The first thing he did when he took over the Celtics was to shorten the rotation, and explain to the team why. The second thing he did was to embrace Walker publicly and privately. When Walker was left off the NBA All-Star team in February, O'Brien's anger and indignation was not only sincere, it was passionate, and Walker wasn't the only player who noticed.

Last spring, when some Los Angeles agents invited teams to attend private workouts with their clients, most coaches showed up with their clipboards and made notes, while former Lakers General Manager Jerry West ran the potential draft picks through a workout. Not O'Brien: He showed up in his workout clothes and put the players through drills.

“He has this great ability to work these kids to death and have them walk away liking him,” says Celtics assistant Dick Harter. “I bet if you called the 20 or so draft prospects we had in here and asked them who gave them the best workout, and who they liked the best, the answer to both questions would be Jim O'Brien.”

Perhaps the most significant move O'Brien has made is to show his players respect. On draft night Walker and Pierce were invited into the team's war room to watch the proceedings and make suggestions. On the court, O'Brien limited his sideline play-calling to allow his players to make their own decisions in critical situations.

“The most important thing Jim did was to get away from the need to control the entire game,” says Celtics broadcaster and Hall of Fame point guard Bob Cousy. “If you ask me what's wrong with the NBA today, it's the hotshot John Caliparis and Rick Pitinos who come in and insist on controlling every movement of their players. Pitino had three and a half years to get these players motivated. Jim O'Brien accomplished it in three minutes by giving them the opportunity to succeed on their own.”

Praise that comes at the expense of his mentor is hard for O'Brien to digest. He remains fiercely loyal to Pitino, so much so that when he took over as head coach, the first thing he asked his players was to refrain from criticizing Pitino.

“Rick does everything with intense passion and emotion,” says O'Brien. “He shouldn't have to apologize for that. My relationship with Rick has been one of the most important ones in my life. Under no circumstances will I ever let anyone drive a wedge between us.”

But, then, Pitino is a moot point in this town. Or is he? It's worth speculating on what motivates Celtics players more: proving Pitino's tactics wrong or proving O'Brien's right.

“Let's just say there's a whole new attitude,” Pierce says. “Look at Antoine. So many times Coach [Pitino] pitted himself against Antoine to the media, never to 'Toine's face. That would get to anyone.

“We know that won't happen this year. If Coach O'Brien has a problem with us, he's going to tell us, man to man.”

Maybe O'Brien is right. Maybe emotions have little to do with victories. But there must be a reason Walker is in the best shape of his life, and hell-bent on ensuring his coach's success.

“I don't know why Pitino turned on me,'' Walker says. “But you know what? I don't really care. I haven't heard anything from him since he left, and I don't want to hear from him ever again. I'm ready to move on.”

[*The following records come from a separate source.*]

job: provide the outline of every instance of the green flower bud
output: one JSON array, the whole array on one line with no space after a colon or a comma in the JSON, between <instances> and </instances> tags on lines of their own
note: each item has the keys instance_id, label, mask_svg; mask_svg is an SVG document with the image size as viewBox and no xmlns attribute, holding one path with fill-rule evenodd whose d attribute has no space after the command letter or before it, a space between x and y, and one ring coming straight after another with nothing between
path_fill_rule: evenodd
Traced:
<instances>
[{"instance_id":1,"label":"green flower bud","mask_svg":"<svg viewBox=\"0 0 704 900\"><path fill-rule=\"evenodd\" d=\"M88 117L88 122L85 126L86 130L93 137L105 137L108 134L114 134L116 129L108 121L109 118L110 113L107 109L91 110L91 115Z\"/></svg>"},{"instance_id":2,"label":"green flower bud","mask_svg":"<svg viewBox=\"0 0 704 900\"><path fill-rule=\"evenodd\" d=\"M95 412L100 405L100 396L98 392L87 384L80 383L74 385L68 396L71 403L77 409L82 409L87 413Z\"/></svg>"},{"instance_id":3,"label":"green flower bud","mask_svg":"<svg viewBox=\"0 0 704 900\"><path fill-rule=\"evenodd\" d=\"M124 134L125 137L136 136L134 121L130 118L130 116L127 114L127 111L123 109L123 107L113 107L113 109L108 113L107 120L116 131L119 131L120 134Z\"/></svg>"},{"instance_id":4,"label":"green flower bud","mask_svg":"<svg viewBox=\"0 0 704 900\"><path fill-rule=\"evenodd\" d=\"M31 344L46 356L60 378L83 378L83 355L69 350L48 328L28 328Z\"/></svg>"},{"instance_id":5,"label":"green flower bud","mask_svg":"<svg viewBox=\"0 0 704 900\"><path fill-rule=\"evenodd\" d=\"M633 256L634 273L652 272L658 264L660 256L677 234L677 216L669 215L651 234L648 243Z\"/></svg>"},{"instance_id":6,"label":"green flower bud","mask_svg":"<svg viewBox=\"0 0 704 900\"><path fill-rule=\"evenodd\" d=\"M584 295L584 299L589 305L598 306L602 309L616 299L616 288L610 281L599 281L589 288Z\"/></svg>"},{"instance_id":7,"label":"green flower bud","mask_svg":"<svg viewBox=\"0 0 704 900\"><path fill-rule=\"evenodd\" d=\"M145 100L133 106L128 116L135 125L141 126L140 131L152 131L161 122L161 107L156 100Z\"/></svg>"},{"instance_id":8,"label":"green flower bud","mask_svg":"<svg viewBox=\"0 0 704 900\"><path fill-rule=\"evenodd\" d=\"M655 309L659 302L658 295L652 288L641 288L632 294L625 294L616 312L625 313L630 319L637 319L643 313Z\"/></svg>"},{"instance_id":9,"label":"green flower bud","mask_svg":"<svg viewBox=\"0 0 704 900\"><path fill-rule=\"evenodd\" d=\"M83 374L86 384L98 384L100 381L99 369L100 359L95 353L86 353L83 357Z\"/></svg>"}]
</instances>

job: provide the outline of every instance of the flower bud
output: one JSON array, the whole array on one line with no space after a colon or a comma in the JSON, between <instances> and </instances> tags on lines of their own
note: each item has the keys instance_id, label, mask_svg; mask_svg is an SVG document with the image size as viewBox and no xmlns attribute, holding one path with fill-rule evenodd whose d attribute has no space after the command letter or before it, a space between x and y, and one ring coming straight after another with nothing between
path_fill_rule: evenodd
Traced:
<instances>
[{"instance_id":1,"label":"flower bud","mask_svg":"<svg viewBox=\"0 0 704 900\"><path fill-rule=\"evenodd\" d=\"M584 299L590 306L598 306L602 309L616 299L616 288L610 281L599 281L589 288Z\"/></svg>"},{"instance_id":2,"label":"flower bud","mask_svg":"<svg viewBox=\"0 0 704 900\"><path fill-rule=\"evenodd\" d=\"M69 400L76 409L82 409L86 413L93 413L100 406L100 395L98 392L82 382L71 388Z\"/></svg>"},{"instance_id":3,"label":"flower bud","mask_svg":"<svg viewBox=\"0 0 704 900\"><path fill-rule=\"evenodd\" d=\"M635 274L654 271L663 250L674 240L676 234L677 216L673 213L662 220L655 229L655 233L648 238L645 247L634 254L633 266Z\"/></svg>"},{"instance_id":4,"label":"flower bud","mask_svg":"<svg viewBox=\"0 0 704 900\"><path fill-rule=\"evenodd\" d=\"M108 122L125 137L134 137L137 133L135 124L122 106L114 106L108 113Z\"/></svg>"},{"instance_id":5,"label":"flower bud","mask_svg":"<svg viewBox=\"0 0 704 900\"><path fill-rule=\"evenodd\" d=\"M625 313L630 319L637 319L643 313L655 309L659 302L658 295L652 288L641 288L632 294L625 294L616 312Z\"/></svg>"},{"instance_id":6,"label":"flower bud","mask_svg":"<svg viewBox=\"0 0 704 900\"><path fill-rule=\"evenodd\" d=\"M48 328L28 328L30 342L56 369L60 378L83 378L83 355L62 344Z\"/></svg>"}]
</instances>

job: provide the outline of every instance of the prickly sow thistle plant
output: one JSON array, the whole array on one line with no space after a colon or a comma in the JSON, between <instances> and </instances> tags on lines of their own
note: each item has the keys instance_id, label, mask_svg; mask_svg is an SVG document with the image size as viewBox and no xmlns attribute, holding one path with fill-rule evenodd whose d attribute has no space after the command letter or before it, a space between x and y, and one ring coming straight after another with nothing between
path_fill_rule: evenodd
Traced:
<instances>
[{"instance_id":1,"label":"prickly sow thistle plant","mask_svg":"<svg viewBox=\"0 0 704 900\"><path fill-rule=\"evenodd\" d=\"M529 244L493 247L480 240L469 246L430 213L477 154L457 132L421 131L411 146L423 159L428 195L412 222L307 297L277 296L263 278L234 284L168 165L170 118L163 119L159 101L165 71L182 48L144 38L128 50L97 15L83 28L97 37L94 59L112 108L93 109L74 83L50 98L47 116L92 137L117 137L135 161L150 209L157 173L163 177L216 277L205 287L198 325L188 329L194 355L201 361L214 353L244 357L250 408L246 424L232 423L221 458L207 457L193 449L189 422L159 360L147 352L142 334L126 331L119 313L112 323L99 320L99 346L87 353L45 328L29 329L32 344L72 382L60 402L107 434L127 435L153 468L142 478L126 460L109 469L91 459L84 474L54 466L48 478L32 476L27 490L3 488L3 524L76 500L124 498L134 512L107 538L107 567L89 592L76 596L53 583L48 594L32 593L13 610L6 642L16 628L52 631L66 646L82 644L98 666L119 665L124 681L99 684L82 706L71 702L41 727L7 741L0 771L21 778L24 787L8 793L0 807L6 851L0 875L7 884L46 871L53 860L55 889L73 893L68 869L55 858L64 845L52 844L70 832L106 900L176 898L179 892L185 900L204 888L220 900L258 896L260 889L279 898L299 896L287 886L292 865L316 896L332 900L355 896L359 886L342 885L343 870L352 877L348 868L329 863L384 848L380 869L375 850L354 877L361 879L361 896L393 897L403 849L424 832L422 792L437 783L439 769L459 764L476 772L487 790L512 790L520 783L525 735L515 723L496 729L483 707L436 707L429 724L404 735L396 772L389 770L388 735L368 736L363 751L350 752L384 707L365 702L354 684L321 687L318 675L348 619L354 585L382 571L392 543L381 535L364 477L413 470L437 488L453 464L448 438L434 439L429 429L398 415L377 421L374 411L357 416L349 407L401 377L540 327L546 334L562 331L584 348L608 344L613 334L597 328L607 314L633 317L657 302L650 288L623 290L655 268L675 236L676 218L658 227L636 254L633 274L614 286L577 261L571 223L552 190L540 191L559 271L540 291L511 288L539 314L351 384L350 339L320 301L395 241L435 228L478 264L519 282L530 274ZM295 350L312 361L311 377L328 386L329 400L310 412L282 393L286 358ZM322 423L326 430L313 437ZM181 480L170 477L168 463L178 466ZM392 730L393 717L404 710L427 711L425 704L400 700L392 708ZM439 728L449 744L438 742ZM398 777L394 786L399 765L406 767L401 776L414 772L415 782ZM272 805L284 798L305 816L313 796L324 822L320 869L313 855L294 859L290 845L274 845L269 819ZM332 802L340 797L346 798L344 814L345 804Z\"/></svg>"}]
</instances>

As the Celtics look forward, there remain concerns for this season. Boston still doesn't have a proven center who can rebound or block shots, and it's a toss-up which is more fragile: point guard Kenny Anderson's body or his ego. The Celtics are ecstatic about first-round draft pick Joe Johnson, who they believe can contribute immediately. But can the rookie score consistently from the perimeter to relieve the double teams both Pierce and Walker will surely face? Asked if he hopes his team will make it to the post-season, O'Brien calmly answers, “I don't hope it. I expect it.”

The players, and the fickle fan base, nod their approval. They've heard this kind of talk before, but this time around they believe the man who is speaking it.